Downloading Images with Python: Requests, Urllib3, and Wget Guide
Quick answer: Use Python’s Requests library to download images by making a GET request and saving the binary content to a file. For multiple images, parse HTML with BeautifulSoup, extract image URLs, and download them in a loop.

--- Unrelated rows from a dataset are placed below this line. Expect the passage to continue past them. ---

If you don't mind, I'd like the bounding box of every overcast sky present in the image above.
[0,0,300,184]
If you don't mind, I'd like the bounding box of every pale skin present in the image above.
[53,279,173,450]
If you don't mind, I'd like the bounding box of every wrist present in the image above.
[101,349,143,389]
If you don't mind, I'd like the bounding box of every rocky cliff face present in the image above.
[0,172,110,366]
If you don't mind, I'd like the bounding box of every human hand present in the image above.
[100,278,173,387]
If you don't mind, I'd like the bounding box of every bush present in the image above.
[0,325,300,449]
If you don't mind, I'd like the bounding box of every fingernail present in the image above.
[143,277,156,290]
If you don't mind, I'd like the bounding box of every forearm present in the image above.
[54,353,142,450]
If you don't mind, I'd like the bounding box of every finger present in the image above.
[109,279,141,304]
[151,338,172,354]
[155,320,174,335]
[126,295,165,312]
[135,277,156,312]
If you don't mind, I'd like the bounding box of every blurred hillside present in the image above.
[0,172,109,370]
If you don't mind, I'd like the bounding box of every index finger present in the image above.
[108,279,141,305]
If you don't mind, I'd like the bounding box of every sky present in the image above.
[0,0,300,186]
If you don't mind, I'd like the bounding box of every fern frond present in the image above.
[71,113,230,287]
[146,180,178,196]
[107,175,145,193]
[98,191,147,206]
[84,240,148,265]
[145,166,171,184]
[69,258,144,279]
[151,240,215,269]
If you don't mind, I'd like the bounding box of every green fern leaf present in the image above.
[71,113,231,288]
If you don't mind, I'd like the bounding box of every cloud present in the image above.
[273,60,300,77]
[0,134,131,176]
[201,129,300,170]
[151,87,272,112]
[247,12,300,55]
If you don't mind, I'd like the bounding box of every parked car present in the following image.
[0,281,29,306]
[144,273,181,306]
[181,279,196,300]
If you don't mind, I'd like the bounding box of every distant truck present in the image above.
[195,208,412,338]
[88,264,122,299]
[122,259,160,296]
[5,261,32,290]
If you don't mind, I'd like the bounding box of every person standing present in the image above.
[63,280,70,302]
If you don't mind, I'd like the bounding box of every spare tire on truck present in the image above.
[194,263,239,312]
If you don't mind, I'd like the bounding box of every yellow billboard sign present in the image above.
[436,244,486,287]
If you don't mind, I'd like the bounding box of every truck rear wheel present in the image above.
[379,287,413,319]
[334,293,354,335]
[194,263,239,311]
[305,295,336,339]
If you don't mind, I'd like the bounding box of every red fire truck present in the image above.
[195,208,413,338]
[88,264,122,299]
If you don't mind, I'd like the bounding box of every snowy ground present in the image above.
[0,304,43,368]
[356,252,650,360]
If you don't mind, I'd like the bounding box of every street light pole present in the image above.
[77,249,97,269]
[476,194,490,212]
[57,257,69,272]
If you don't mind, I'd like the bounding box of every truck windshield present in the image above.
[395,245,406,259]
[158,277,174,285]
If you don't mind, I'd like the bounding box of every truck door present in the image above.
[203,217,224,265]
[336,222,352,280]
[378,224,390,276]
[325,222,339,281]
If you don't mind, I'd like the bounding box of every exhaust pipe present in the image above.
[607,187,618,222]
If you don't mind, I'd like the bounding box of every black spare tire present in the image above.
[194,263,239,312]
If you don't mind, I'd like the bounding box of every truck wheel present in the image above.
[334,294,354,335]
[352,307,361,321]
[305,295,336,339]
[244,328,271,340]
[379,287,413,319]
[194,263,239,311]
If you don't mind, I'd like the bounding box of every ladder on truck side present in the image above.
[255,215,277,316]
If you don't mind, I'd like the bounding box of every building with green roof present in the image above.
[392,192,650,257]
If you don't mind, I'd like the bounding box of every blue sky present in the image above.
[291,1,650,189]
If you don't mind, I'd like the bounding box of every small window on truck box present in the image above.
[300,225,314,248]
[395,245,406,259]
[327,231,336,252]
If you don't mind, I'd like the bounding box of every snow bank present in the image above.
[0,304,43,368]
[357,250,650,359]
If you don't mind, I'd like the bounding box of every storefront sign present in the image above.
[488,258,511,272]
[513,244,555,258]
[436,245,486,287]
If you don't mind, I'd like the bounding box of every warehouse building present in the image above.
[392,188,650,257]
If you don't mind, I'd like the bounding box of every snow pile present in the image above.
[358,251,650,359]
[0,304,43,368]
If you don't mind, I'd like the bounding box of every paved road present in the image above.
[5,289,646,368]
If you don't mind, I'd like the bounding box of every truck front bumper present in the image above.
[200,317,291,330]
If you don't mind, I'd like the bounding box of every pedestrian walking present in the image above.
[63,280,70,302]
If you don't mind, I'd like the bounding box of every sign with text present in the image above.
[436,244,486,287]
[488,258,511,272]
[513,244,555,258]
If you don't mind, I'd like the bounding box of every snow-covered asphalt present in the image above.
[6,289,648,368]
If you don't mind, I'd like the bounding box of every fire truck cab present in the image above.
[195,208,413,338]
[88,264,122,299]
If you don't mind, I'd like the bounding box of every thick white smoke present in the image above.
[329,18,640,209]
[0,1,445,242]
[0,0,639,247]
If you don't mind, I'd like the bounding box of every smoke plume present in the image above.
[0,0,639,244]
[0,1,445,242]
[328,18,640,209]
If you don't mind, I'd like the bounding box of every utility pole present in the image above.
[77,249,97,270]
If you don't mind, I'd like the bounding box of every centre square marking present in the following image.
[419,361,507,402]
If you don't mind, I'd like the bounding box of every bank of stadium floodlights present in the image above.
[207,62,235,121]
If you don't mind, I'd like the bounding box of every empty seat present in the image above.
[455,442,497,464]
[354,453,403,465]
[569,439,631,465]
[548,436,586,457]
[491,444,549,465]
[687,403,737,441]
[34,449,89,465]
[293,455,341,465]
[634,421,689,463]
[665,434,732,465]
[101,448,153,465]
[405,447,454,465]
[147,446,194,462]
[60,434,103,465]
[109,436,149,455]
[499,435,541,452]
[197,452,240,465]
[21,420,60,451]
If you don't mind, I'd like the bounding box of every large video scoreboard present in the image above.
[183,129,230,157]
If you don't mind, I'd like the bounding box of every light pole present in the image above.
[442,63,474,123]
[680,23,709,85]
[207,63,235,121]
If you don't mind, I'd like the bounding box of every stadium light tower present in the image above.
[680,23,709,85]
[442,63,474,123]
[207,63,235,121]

Downloading a Single Image with Requests
Requests is the most popular and beginner-friendly library for HTTP requests.
python
import requests
# Image URL
url = 'https://books.toscrape.com/media/cache/2c/da/2cdad67c44b002e7ead0cc35693c0e8b.jpg'
# Download the image
response = requests.get(url)
# Save to file (binary mode)
with open('image.jpg', 'wb') as file:
file.write(response.content)
Get filename from URL:
python
def extract_filename(url):
return url.split("/")[-1]
with open(extract_filename(url), 'wb') as file:
file.write(response.content)
Error Handling
Always handle potential errors:
python
import requests
from requests.exceptions import HTTPError, Timeout
url = 'https://example.com/image.jpg'
try:
response = requests.get(url, timeout=10)
response.raise_for_status() # Raise exception for 4xx/5xx status codes
with open('image.jpg', 'wb') as file:
file.write(response.content)
except HTTPError as e:
print(f"HTTP error: {e}")
except Timeout as e:
print(f"Request timed out: {e}")
except IOError as e:
print(f"File error: {e}")
Using Proxies with Requests
Avoid IP bans when downloading many images:
python
import requests
# Proxy configuration (from your provider)
proxies = {
'http': 'http://username:password@proxy-host:port',
'https': 'http://username:password@proxy-host:port'
}
url = 'https://books.toscrape.com/media/cache/2c/da/2cdad67c44b002e7ead0cc35693c0e8b.jpg'
response = requests.get(url, proxies=proxies)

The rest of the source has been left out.